In January Ofgem (the government regulator for the electricity and natural gas markets in Great Britain) completed their initial research into the incident and tabled 50 pages of concerns of national importance across the roles and engineering of the ESO, the two generating companies and two distribution companies involved. The report amounts to a relentless and precise identification of myriad technical and procedural failings across the board.

  • Significant ‘lessons learned’ cited by Ofgem include:
    • “The outage highlights the risks and challenges of managing system security and stability in the evolving electricity system as well as the importance of robust industry processes”
    • “The ESO should have been more proactive in understanding and addressing issues with distributed generation and its impact on system security”
    • “Where the ESO is connecting complex power systems to the network, it must be capable of modelling their performance when the network is disturbed. In addition, the process for understanding and ensuring the issues behind fault related outages prior to reconnecting generators should be made more robust.”
    • “Further improvements to the ESO structure and governance framework should be considered in order to meet the challenges of the energy transition”
    • “The ESO should consider and come forward with recommendations to improve …..its holding of reserve, response and system inertia…” (This includes balancing services.)
      Given its serious concerns Ofgem stated they would review the roles of the System Operators in 2020.

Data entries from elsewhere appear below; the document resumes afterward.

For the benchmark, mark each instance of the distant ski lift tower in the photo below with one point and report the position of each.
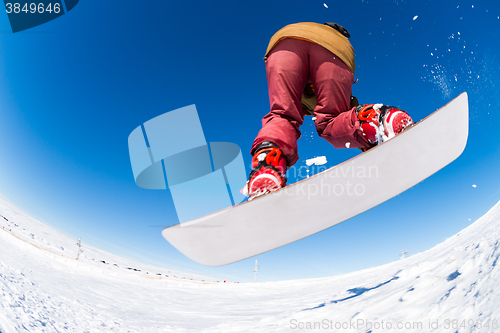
(404, 253)
(256, 269)
(79, 244)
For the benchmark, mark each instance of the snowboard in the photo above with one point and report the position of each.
(327, 198)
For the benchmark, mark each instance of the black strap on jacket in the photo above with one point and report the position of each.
(339, 28)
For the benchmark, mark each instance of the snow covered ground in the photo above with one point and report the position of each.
(452, 287)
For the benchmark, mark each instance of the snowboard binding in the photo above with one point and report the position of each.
(380, 123)
(268, 171)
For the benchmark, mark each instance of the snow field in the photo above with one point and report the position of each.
(449, 288)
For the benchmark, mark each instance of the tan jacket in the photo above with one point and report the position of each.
(321, 34)
(325, 36)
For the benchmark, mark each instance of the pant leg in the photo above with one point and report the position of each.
(287, 75)
(332, 82)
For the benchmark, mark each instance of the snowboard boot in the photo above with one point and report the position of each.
(380, 122)
(268, 173)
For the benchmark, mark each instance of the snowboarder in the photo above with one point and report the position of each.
(310, 71)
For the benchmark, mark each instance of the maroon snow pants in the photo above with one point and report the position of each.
(290, 66)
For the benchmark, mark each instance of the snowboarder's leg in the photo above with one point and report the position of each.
(332, 82)
(287, 74)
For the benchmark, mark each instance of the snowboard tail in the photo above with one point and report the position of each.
(329, 197)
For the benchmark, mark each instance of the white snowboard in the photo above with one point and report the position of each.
(329, 197)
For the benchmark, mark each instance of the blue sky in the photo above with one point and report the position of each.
(73, 89)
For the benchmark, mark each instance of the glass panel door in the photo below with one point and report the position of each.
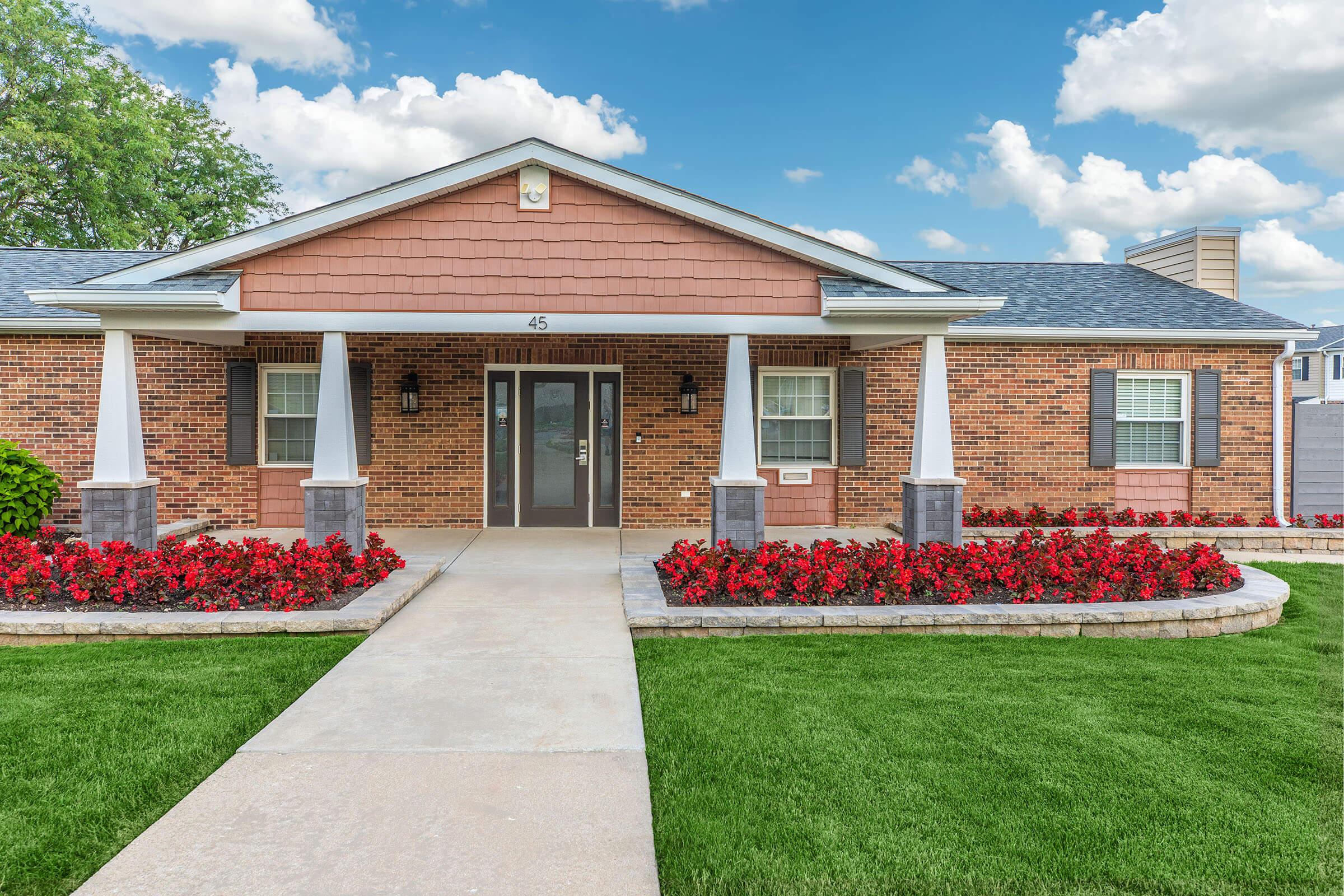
(554, 449)
(606, 459)
(501, 425)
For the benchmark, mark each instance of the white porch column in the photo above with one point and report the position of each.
(334, 453)
(931, 504)
(738, 493)
(932, 454)
(119, 454)
(334, 497)
(120, 501)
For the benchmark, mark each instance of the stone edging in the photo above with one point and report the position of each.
(363, 614)
(1256, 605)
(1233, 538)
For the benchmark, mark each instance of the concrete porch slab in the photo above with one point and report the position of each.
(501, 824)
(654, 542)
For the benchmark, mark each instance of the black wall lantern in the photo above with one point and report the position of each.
(410, 394)
(690, 395)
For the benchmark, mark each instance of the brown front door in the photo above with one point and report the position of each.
(553, 413)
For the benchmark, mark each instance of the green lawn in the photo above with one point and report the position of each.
(825, 765)
(97, 740)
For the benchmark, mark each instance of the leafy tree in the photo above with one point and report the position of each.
(95, 156)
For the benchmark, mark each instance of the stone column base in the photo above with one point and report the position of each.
(120, 512)
(931, 511)
(737, 512)
(335, 508)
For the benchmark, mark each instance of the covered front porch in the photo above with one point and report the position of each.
(318, 432)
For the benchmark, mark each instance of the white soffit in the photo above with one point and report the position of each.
(151, 300)
(494, 164)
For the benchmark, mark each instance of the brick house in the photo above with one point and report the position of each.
(533, 338)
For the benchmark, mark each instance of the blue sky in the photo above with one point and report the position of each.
(722, 97)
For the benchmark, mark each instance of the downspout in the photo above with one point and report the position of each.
(1289, 347)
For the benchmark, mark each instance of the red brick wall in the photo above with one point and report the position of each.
(1019, 421)
(475, 251)
(49, 403)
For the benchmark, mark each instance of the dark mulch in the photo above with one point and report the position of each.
(69, 605)
(676, 598)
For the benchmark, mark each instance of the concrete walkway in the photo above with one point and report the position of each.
(486, 740)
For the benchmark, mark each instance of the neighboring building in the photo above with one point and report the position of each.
(543, 314)
(1319, 367)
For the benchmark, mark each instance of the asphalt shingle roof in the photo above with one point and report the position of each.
(852, 288)
(25, 269)
(1093, 296)
(207, 281)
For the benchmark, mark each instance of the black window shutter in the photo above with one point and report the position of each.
(1208, 398)
(241, 413)
(1101, 444)
(362, 405)
(852, 441)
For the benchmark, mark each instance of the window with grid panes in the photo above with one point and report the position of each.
(1151, 419)
(291, 416)
(797, 418)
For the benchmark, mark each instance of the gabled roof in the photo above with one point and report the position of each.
(1329, 339)
(421, 189)
(25, 269)
(1094, 296)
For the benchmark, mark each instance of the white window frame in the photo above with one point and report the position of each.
(830, 372)
(263, 372)
(1184, 418)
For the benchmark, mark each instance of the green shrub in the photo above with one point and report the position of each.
(27, 489)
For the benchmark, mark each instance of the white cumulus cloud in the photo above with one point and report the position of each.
(1234, 74)
(851, 240)
(1329, 216)
(922, 174)
(1109, 199)
(1287, 265)
(288, 34)
(941, 241)
(338, 144)
(1081, 245)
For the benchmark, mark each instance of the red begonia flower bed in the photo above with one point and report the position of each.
(205, 575)
(1037, 515)
(1033, 567)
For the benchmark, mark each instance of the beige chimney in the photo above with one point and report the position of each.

Renewables penetration has reached the stage where the ESO are publicly advising that the Grid needs more inertia and reactive power capability to support frequency and voltage stability as a result. As large synchronous stations close, the position worsens. All of the UK’s hugely stabilising nuclear stations, bar Sizewell, will be closed within the next few years. Many of us in the profession have been predicting this inevitability for many years and the ESO similarly would have been aware throughout. The ESO’s declared approach is to now call for this to be actioned and inertia and reactive power to be purchased by the grid users to pay for it. This is a direct consequence of increasing renewables and will further add to the real costs of renewables. But first this capability has to be engineered and made available.

Scottish Power have been talking since October last year of central Scotland likely requiring up to 7 x 300 MVA synchronous compensators with large flywheels to protect their area of the Grid. These would also provide a much needed system fault infeed of 7000 MVA to protect system protection operation: this would address the stability reduction that followed from the closure of Longannet coal-fired station. I know of no other country in the world contemplating this relative scale of deployment. A prototype is at the research stage near Glasgow, so who knows what this will cost, how long it will take and if it will prove to be required widely across the UK? SSEN expect their proposed additional north Scotland flywheel to cost around £25m.

The ESO self termed ‘record’ length of ‘coal free operation’ is so much more complex than it first appears, and as highlighted by Ofgem, increasing the proportion of renewables on the grid raises important issues that require the ESO’s more urgent attention.

David B Watson is a Chartered electrical engineer who was in the energy business for 35 years 30 of which within Foster Wheeler Energy ltd where before retirement he was Manager of Projects of their Glasgow Operations .

David is a Fellow of the Institution of Engineers in Scotland and a Corporate Member of the UK Institution of Engineering and Technology and has been widely published within the UK on power systems issues.

This article is primarily a composite of two of his recent articles for the IET and the Scottish Herald newspaper Agenda column for both of which he has written many times.